Obama has been criticized for not leading a national discussion on race. As the first black president, he seems an obvious person to do so in putting his bully pulpit to that use. As president, however, he has many more responsibilities than that.
To suggest that he, alone, have that discussion is unfair. Race relations and unequal opportunities will not change with one single national discussion. What will change race relations and unequal opportunities is a lot of local discussions, the kind that people have every day.
Like the kind I had Tuesday on an airplane from California to Georgia.
I sat in the middle of a three-seat side row. We folded ourselves into our tiny cocoon and waited for the chance to get airborne.
To my left was a young male Latino. To my right was a middle-aged black man.
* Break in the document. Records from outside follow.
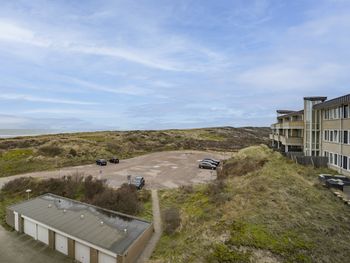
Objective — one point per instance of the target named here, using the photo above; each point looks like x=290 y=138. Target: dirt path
x=157 y=223
x=161 y=170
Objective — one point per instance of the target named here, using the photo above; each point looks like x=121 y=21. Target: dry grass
x=28 y=154
x=278 y=213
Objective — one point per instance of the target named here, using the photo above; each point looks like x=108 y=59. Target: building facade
x=85 y=233
x=322 y=128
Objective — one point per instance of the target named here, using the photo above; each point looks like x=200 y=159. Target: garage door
x=43 y=234
x=82 y=253
x=104 y=258
x=61 y=244
x=30 y=228
x=16 y=221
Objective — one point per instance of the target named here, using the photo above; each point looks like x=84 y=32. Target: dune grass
x=278 y=213
x=47 y=152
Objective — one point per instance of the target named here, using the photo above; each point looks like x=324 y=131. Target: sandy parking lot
x=160 y=170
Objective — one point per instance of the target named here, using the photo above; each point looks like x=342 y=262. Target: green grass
x=278 y=213
x=146 y=213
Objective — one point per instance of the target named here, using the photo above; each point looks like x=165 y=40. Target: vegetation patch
x=47 y=152
x=277 y=212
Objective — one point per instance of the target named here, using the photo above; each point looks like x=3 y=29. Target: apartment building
x=322 y=128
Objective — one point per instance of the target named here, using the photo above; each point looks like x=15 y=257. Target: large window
x=345 y=162
x=345 y=137
x=346 y=111
x=335 y=159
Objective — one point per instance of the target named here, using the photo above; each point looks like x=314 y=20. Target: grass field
x=47 y=152
x=276 y=213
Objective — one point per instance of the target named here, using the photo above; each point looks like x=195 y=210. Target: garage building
x=83 y=232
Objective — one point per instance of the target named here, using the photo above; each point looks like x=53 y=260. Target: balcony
x=288 y=125
x=298 y=141
x=293 y=125
x=275 y=137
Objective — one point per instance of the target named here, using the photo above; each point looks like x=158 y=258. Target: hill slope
x=269 y=211
x=27 y=154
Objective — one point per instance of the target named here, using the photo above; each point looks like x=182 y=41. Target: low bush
x=93 y=186
x=171 y=219
x=144 y=195
x=224 y=254
x=187 y=189
x=50 y=150
x=18 y=185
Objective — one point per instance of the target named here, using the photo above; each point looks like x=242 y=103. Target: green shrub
x=50 y=150
x=172 y=220
x=93 y=186
x=223 y=254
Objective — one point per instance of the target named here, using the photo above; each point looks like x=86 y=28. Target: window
x=345 y=137
x=346 y=111
x=331 y=136
x=335 y=136
x=345 y=162
x=331 y=158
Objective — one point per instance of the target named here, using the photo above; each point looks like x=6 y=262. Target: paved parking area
x=160 y=170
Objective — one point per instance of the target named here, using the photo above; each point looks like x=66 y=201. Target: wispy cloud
x=154 y=64
x=30 y=98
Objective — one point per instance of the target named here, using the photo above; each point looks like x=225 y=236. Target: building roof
x=313 y=98
x=284 y=111
x=117 y=232
x=333 y=102
x=292 y=113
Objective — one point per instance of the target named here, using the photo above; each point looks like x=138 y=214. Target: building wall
x=138 y=246
x=10 y=217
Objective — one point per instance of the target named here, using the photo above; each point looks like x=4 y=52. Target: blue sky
x=88 y=65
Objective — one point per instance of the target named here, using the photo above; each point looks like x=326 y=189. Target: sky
x=124 y=65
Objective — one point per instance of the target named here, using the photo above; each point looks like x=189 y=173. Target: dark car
x=324 y=177
x=114 y=160
x=212 y=161
x=207 y=165
x=139 y=182
x=101 y=162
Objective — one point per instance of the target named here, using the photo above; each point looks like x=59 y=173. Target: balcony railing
x=288 y=125
x=291 y=140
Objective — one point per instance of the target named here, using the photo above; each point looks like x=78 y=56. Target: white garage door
x=16 y=221
x=30 y=228
x=61 y=244
x=43 y=234
x=82 y=253
x=104 y=258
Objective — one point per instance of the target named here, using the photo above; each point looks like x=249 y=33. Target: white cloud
x=24 y=97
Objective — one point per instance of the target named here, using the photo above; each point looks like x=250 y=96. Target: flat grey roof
x=64 y=215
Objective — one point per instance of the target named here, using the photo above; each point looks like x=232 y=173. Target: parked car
x=336 y=183
x=212 y=161
x=207 y=165
x=324 y=177
x=139 y=182
x=101 y=162
x=114 y=160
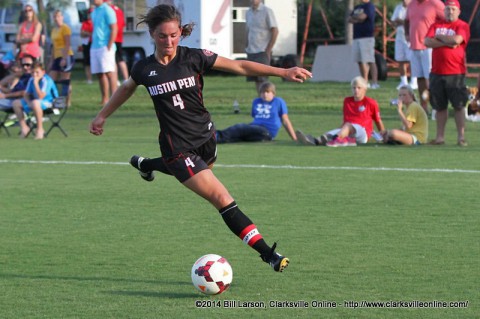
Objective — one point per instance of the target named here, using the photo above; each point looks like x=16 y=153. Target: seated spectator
x=269 y=112
x=17 y=91
x=414 y=121
x=39 y=95
x=359 y=111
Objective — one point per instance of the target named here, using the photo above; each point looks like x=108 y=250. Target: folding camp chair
x=54 y=114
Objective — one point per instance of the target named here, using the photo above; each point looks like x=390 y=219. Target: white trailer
x=219 y=26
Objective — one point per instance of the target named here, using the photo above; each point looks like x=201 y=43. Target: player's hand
x=96 y=127
x=297 y=74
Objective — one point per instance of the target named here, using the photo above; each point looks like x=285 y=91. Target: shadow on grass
x=108 y=279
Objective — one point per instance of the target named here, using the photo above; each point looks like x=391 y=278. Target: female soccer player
x=173 y=78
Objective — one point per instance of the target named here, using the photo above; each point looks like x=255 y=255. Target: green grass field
x=82 y=236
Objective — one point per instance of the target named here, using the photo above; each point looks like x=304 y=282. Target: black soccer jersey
x=176 y=92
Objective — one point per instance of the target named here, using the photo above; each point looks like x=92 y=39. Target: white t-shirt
x=400 y=13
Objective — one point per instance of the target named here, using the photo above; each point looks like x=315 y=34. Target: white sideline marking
x=339 y=168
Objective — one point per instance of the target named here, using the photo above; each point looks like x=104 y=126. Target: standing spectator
x=39 y=95
x=262 y=33
x=359 y=113
x=29 y=34
x=363 y=20
x=62 y=60
x=449 y=40
x=102 y=52
x=86 y=34
x=421 y=14
x=402 y=47
x=269 y=112
x=414 y=121
x=121 y=64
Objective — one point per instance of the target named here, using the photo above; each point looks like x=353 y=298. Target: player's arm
x=244 y=67
x=120 y=96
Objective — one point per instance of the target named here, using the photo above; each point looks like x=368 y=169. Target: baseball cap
x=452 y=3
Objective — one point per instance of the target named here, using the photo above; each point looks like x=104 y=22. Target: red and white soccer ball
x=212 y=274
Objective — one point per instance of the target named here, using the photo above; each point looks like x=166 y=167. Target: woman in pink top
x=28 y=35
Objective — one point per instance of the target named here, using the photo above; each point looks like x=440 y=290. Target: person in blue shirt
x=363 y=45
x=22 y=74
x=102 y=51
x=39 y=95
x=269 y=112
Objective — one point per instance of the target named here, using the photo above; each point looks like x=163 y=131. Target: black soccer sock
x=154 y=164
x=244 y=228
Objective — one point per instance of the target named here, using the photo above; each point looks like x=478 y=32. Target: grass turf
x=85 y=237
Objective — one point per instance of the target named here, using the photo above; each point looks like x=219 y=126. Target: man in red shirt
x=449 y=40
x=121 y=64
x=421 y=14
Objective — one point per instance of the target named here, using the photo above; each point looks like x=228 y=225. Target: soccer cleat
x=136 y=161
x=305 y=139
x=275 y=260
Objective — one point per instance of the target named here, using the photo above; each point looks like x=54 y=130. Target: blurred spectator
x=449 y=39
x=262 y=33
x=359 y=113
x=269 y=112
x=421 y=14
x=29 y=34
x=102 y=52
x=62 y=60
x=414 y=121
x=21 y=75
x=121 y=64
x=86 y=35
x=402 y=47
x=363 y=46
x=39 y=95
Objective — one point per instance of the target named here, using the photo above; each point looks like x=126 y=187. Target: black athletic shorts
x=187 y=164
x=445 y=88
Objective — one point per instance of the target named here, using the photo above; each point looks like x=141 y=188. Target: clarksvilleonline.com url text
x=405 y=304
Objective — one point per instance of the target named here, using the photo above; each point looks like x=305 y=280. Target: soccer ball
x=212 y=274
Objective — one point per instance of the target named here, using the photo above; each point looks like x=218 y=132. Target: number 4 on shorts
x=189 y=162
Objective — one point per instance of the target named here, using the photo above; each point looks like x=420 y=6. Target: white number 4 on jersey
x=177 y=101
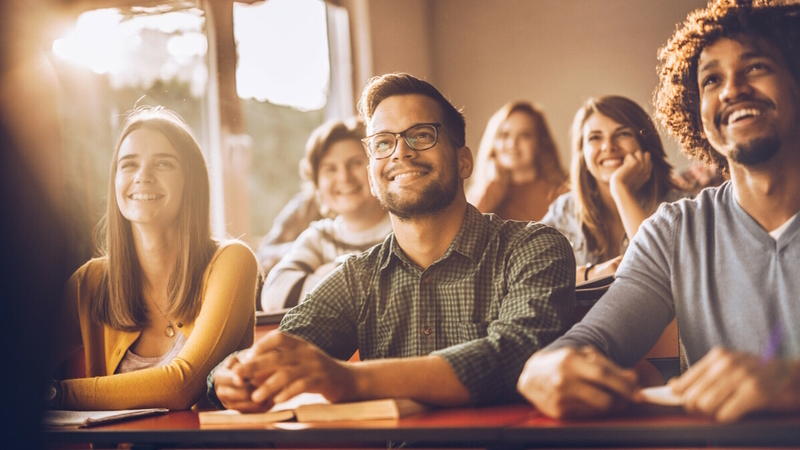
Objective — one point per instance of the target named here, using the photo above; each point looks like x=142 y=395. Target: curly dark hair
x=677 y=98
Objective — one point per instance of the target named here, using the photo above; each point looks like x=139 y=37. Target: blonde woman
x=518 y=172
x=620 y=175
x=164 y=303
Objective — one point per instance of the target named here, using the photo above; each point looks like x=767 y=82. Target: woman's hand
x=634 y=172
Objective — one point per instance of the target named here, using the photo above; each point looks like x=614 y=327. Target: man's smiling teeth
x=742 y=113
x=347 y=191
x=611 y=162
x=145 y=197
x=400 y=176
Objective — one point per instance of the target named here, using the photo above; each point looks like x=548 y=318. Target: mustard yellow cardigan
x=226 y=323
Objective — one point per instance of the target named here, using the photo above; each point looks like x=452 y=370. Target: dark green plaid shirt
x=502 y=290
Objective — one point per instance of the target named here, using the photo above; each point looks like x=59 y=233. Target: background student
x=724 y=264
x=517 y=173
x=336 y=164
x=165 y=303
x=620 y=175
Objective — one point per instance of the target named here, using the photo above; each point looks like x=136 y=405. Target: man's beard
x=755 y=152
x=433 y=199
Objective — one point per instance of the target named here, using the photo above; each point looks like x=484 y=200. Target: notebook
x=315 y=408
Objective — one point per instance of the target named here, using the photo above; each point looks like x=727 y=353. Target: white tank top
x=131 y=361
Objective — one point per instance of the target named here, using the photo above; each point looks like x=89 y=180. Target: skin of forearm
x=426 y=379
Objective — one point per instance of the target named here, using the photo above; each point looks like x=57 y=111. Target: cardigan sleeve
x=67 y=326
x=225 y=324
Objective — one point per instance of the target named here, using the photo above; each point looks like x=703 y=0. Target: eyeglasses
x=419 y=137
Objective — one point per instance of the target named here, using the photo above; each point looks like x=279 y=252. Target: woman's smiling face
x=605 y=144
x=149 y=179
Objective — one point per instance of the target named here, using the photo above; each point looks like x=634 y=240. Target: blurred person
x=165 y=303
x=294 y=218
x=336 y=165
x=620 y=175
x=725 y=263
x=518 y=173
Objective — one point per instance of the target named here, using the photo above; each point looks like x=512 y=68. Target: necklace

We exchanged the normal pleasantries that one does when trying to avoid feeling up one another as we found our seatbelt ends and got them fastened.
Somewhere over the Rockies, my seatmate to the right mentioned the anniversary of his mother’s death six years ago. “I’d give up my career — everything — if I could just have one more conversation with her,” he said.
That struck a chord in me. In the months and years after Daddy’s death, I have often thought that I’d give up everything I have in this world for 20 more minutes with my father.
This stranger and I began a lengthy conversation in which we learned we have much in common despite the obvious, outside differences.
He grew up with six siblings in a tight-knit nuclear family. His father is still alive. He grew up in church.
I have two siblings and grew up with parents, grandparents, aunts, uncles and cousins close by. Church is a big part of my identity.
He said he began a successful career and threw everything he had into it, which led to problems in his marriage. He was in California visiting his wife — from whom he is separated — and his teenage daughter.
He has regrets, he said. He regrets not spending more time making his spousal and parental relationships work. “I used to want to be right. Now, I’d rather be happy than right.”
I’m at a point in my life in which I regret not marrying and having children. I was never against it. I figured it would just happen, and I stayed busy with my job until it did. Maybe I should have spent more time making it happen.
We mostly talked about the things that are the common experiences of humanity — family, work and life. We shook hands and parted as friends. Well, maybe not friends as I’ll likely not see him again, but we parted as fellow travelers on the journey.
The changes that must occur in this country to provide equal opportunities for all do not come from the outside. They must come from the inside.
The good news is the inside is where we all look alike.